Now I understand tipping is a bizarre practice. I don’t think I’ve ever tipped a mailman or a UPS driver. We both work deliveries, so why don’t I leave a little something in the mailbox? Because they work for companies that offer health benefits, dental insurance, and 401ks. They’ve got the protective shell of a motor vehicle around them to isolate them from collisions and weather. The hardest they’ll have to work to get up 17th Street’s 23% grade is to flex the tendons in their right ankles. I don’t get any of that. My company offers no benefits. I’m not encapsulated in some metal husk. When it rains I get wet. Without tips I average $8.50 an hour. I could make more picking fruit. My retirement plan is facefirst into an oncoming Fedex truck and dead before I hit the payment.

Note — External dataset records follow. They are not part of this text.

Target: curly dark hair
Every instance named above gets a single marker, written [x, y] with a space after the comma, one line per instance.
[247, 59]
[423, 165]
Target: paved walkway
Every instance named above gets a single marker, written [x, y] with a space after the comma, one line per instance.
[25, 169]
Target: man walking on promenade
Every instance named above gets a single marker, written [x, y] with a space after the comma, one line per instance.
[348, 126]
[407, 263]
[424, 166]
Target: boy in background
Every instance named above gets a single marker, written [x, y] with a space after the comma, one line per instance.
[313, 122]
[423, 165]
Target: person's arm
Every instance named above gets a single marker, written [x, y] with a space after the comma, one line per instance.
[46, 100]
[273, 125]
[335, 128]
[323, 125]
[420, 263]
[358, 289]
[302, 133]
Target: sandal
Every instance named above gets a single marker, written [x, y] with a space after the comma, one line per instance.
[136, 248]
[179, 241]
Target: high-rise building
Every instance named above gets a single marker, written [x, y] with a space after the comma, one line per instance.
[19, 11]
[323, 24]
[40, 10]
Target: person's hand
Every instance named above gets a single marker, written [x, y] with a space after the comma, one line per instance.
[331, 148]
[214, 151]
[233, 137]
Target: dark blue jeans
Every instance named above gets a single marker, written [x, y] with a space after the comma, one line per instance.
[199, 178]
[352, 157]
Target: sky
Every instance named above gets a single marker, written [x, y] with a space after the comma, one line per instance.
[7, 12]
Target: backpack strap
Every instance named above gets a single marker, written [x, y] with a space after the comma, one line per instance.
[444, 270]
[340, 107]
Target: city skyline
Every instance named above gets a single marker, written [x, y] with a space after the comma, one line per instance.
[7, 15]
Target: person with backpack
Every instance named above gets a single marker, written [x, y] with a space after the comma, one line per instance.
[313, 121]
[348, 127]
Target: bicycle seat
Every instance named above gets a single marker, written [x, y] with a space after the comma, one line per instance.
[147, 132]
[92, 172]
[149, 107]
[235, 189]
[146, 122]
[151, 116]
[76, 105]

Of course, it’s not a foolproof system. Given all these considerations it’s still possible to misjudge. I had one time I accepted a pickup for a $900 amplifier to be delivered from Castro to SoMa, and had it explained all the way how important it was that I take precautions to transport the device safely. Got the address on Howard and been told flatly by the client that he wasn’t going to tip, even though I had not asked.

“If you want to make money, then find another job,” he said.

As though I had taken the position because of a deep spiritual commitment to quality parcel delivery.

Even if you’re only passingly acquainted with San Francisco you’ll notice I’ve left something out, but hills almost never enter my consideration. There’s quite a number of customers I’d be turning down if I refused, and once I’m up by Grace Cathedral or Coit Tower, I get to enjoy some of the lovelier views of the bay. I like figuring out the challenge of getting around and through, and occasionally up to their summits. The hills are the principal reason to feel proud – alright, smug – about my work. To know that I earned my way up here.